LEWISTON — Rabies cases have risen sharply in Maine, prompting the Maine Center for Disease Control and Prevention and the Maine Department of Agriculture to warn Mainers to be cautious around wild animals and to get their pets vaccinated.
Eleven animals tested positive for rabies in January, up from just one positive case the same month last year.
Rabid animals have been reported in Androscoggin, Cumberland, Kennebec, Knox, Lincoln, Oxford and York counties. Recently, two foxes tested positive in the same York County neighborhood.
Experts believe this winter’s warm weather and lack of snow may be to blame for the surge because wild animals can roam more freely than in winters past.
Rabies is spread when infected animals bite or scratch a person or another animal.
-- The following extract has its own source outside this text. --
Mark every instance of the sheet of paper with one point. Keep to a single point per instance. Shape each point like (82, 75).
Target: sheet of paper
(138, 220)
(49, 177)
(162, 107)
The virus can also be spread if saliva or tissue from the brain or spinal cord touches broken skin or gets into the mouth, nose or eyes, according to the agriculture department.
The most common wild animals to carry rabies are raccoons, skunks, bats, foxes and coyotes.
In a statement Friday, Stephen Sears, state epidemiologist from the Maine CDC, issued a reminder for Mainers to avoid contact with wild animals, to keep their pets close to home and to make sure all pets are up to date on rabies vaccinations.
“By avoiding contact with wild animals and maintaining pet’s vaccination, we can prevent the spread of rabies,” he said.